Marriage is a sort of contract – a legally binding agreement in which each party acquires certain rights, privileges and obligations with respect to the other party. A divorce, simply put, terminates or alters those rights, privileges and obligations. Hence, Maryland has two types of divorce – an absolute divorce and a limited divorce.
In a limited divorce, the Court is faced with basically deciding what obligations each party shall have with respect to the other. It is similar to what people may describe on television as a “legal separation”. The Court can enter orders regarding custody and visitation, child support, alimony, and use and possession of property. The court does not decide permanent ownership of marital property, nor does it terminate the marriage in a way that would allow either party to re-marry.

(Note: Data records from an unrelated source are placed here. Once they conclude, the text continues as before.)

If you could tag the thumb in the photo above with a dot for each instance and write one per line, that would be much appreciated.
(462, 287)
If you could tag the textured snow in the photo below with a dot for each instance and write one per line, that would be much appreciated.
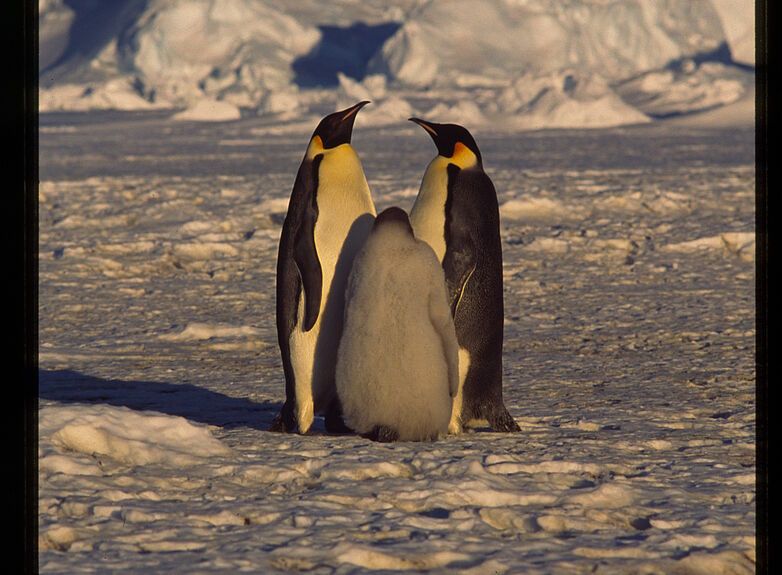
(628, 360)
(501, 63)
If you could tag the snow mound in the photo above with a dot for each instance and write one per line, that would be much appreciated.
(506, 64)
(209, 110)
(497, 39)
(128, 436)
(738, 22)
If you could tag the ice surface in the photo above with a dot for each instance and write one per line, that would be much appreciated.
(501, 63)
(628, 360)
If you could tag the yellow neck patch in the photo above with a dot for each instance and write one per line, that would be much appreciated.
(463, 156)
(315, 147)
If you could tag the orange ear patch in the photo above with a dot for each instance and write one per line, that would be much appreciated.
(463, 156)
(315, 147)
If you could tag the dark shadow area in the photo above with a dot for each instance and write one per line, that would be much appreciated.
(341, 49)
(720, 54)
(185, 400)
(95, 24)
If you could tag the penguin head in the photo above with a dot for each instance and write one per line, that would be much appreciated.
(453, 142)
(394, 216)
(335, 129)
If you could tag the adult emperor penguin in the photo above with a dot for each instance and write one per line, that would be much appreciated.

An absolute divorce, by contrast, does everything a limited divorce accomplishes, but also determines ownership of property, may require one party to pay a monetary sum to compensate the other party for property, and terminates the marriage completely so that either party may re-marry if he or she chooses.
Of course, the grounds for each are different. Barring certain circumstances, most people are not even entitled to file for an absolute divorce unless and until they have been living separate and apart from their spouse for a period of one year or more. In cases of adultery and certain types of abuse, this so called “cooling off” or “waiting” period is not required and a person can file immediately.